Also check with your neighbours in the apartment block- what are their bills like ?


----------



## SparkRite (9 Sep 2011)

hastalavista said:


> elec kettle 2000w for 5 minutes: 66 watts
> versus an old fridge freezer which could be on 24/7  at 250-275w. 6,000 watts



This is meaningless, and doesn't make sense.

A 2KW kettle uses (generally) 2KW's of power continuously from the moment it is switched on until its turned off, nothing more, nothing less. However what you are charged for is amount of energy used per hour ie. KiloWatt hours (KWh). Known as "units"

So a 2Kw kettle on for five minutes will use 0.166666 of a unit.

(IE. 2Kw for one hour equals 2 units........2Kw for 5 minutes, 1/12 of an hour will use >> 2 divided by 12 = 0.166666 of a unit)

As for the reference to the freezer using 6,000 W.......I won't even go there.......
There are too many variables to work it out properly without more info.


----------



## angela59 (9 Sep 2011)

That bill sounds very excessive for an apartment.  I have a detached rural house - rural rates are higher, we have our own well so to run pump is expensive together with external lights etc - but my most recent bill in the summer was E211 for two months - in the winter months E250 for two months - and I am frugal with the use of electricity - I have day and night meter.  Read your meter yourself and question this.  The only other alternative is getting one of those energy consumption readers - I got one from Argos and plug it in to various appliances.

Angela59


----------



## Baracuda (9 Sep 2011)

Our bill is about 140 per month. I had thought that the meter was wrong and had considered getting the ESB to check it. I am after using the ESB appliance and lighting meter calculator and now I see where we're goin wrong...immersion... So the age old debate continues, Is it actually cheaper to leave the thing on constant or turn it on or off as needed?


----------



## hastalavista (9 Sep 2011)

let me try and explain my earlier email

There was an error in my earlier email when I left out a 1


the math should have been ( 2000 by 5 mins )/60 to give a consumption of 166 watts and not 66

Similarly the fridge freezer is using 250 watts an hour  or 6000 watts in 24 hours.

The point I was trying to make was that while people rightly focus on the high power consuming items, there are appliances such as old fridge freezer which cost a lot to run..

The bill is made up by the wattage of the unit by the duration it is on for.


A standard electric kettle is normally rated at 2kW or 2000w which means that when switched on it draws 2000w [2000 watts] or 2kW [ two kilowatts]

If it is on for an hour then the power consumed is 2kW for the hour or 2kWh [ two kilowatt hours] [ 2kW X 1 hr ]

Electricity is priced in terms of kWh and  I am currently paying  24 cent per kWh

That means that having the kettle on for an hour will cost 48 cent  [2kWh by 20c ]

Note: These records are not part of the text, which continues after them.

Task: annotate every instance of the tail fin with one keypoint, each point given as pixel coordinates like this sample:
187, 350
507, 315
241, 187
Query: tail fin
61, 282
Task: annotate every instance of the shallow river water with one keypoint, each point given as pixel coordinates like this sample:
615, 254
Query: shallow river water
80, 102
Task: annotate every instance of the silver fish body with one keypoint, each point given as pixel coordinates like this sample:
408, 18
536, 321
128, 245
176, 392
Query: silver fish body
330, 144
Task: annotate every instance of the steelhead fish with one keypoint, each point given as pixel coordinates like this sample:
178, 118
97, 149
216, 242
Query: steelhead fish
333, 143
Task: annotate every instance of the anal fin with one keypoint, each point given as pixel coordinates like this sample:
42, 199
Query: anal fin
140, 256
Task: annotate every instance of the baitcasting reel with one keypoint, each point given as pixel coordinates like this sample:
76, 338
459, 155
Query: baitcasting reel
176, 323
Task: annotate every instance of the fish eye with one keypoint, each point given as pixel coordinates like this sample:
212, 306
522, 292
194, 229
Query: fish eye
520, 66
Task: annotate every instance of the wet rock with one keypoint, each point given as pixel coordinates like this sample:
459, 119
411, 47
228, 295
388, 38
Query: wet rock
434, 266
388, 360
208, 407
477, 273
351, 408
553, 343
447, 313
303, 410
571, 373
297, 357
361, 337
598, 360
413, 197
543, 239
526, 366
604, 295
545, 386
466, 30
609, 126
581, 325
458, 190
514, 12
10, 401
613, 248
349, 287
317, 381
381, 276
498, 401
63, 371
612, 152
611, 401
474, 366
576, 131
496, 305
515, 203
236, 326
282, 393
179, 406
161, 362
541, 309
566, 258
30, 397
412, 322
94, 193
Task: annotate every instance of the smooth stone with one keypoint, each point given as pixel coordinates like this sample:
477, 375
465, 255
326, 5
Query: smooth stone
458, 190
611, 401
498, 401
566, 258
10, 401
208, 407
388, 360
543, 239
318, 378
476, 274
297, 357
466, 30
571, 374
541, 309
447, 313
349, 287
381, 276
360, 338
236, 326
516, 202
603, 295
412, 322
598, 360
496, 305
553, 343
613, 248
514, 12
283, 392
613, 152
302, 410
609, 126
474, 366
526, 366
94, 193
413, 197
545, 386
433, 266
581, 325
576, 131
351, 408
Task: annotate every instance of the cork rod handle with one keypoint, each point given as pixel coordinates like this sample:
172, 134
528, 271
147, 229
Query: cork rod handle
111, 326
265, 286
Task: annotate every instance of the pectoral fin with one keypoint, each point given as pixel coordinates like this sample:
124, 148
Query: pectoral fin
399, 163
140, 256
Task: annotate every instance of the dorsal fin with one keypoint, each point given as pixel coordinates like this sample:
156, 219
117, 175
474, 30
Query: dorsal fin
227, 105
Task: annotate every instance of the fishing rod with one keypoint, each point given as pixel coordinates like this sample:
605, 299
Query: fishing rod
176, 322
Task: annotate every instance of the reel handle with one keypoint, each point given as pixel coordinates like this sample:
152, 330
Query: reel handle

However typically the kettle will only be on say for 5 minutes at a time so it will cost 4 cent [48 *5/12 ] a shot or 2.44 euro every 2 months if used once a day.

In addition I have an old fridge freezer which draws 250w and is on pretty much all the time as the door seals are perished.

This means that it uses 250w an hour or 0.25 kWh  so in 4 hours it uses 1kW. [4 by 0.25 ]

This means in 24 hours it uses 6 kWh [ 0.25 by 24 ] costing 144 cent a day  or 87 euro every 2 months..


----------



## SparkRite (10 Sep 2011)

See below


----------



## SparkRite (10 Sep 2011)

hastalavista said:


> the math should have been ( 2000 by 5 mins )/60 to give a consumption of 166 watts and not 66
> 
> Similarly the fridge freezer is using 250 watts an hour  or 6000 watts in 24 hours.
> 
> .



Dear God!!

What a load of rubbish!!!

Hastalavista did you never hear of the old adage " A little knowledge is a dangerous thing"?


----------